Many of the cyber criminals responsible for these attacks are located outside the reach of U.S. and European law enforcement.  According to FBI Director Christopher Wray, the bureau is investigating more than 100 different types of ransomware, and many of them—including the attacks on Colonial Pipeline, JBS meatpacking, Scripps Medical, and others—have been traced back to cyber criminals in Russia.  Greek companies have also been victims of malware attacks originating from Russia.

And while the United States does not now have evidence of Russian government complicity in ransomware, the United States has publicly indicted Russian intelligence officers in numerous hacking malware operations.  These include, but are not limited to, the 2016 U.S. election, the 2017 French election, the 2018 Winter Olympics, billion-dollar attacks in 2018 against FedEx, TNT Express, Maersk Shipping, and American hospitals and pharmaceutical firms, the Ukrainian power grid in 2015, and Georgian media and government in 2018 and 2019.  This state-sponsored hacking to undermine democracy and commerce is both shocking and unacceptable.

Most recently, on 19 July, the United States, EU, UK, and NATO exposed the People’s Republic of China’s malicious cyber activities aimed at undermining American and European economic and national security.  The indictment made public on Monday details a multiyear campaign by the Chinese Ministry of State Security, or MSS, in more than a dozen countries, targeting key sectors including the maritime industry, aviation, defense, education, and healthcare.

MSS hackers tried to steal the Ebola vaccine, trade secrets, and confidential business information. The FBI believes hackers affiliated with the MSS conducted cyber espionage operations by exploiting vulnerabilities in the Microsoft Exchange Server in a massive cyber espionage operation that indiscriminately compromised thousands of computers and networks, mostly belonging to private sector victims.  And since then, America and Europe have engaged in around-the-clock efforts to address these vulnerabilities and strengthen our collective networks.

By exposing PRC and Russian malicious cyber activity, we are empowering system owners and operators to act.  We urge the American and European private sector to take ambitious measures and make cybersecurity investments with the goal of minimizing future incidents.

The United States is committed to the collective security of all NATO member states and to fighting malign influence, disinformation, and complex cyber threats across our transatlantic community.

The global nature of cyberspace necessitates strong international engagement and cooperation through diplomacy and by building the capacity of our foreign partners, which is what we’re trying to do today.

Addressing this problem is going to require everyone’s effort.

Public reporting is and always will be key to our success against cyber threats.  Corporate cooperation is also necessary in helping the FBI and other law enforcement agencies piece together who was behind an attack and in thwarting future attacks.

Cyber threats evolve too quickly and are too widespread for any of us to address them alone – it will take a coalition of governments and public-private partnership to protect each other from these common threats.  We are in this together!

Workshops like this one foster strategic partnerships that promote best practices and a common vision of an open, interoperable, reliable, and secure internet.
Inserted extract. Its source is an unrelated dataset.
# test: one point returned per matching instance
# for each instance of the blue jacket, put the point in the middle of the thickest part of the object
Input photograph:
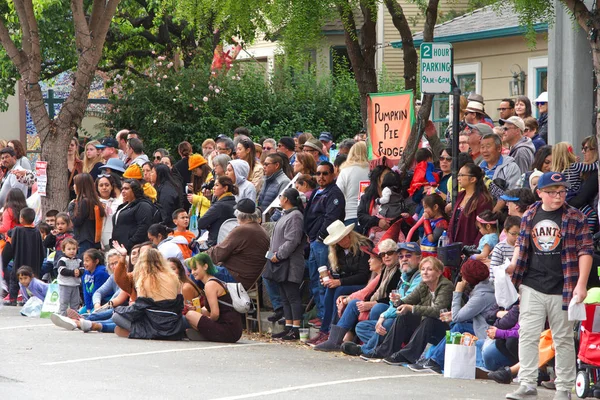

We want to ensure people have the tools necessary to protect themselves as much as possible.  We also want to call out bad actors, authoritarian actors like China and Russia who engage in malicious behavior, allowing criminals to operate from within their borders, or both.

To that end, I hope you find today’s information helpful. I would like to thank the FBI again for organizing today’s workshop.

The United States will continue to prioritize cyber security policies as we take our relationships with Greece and Cyprus to new heights.  Efcharisto poli.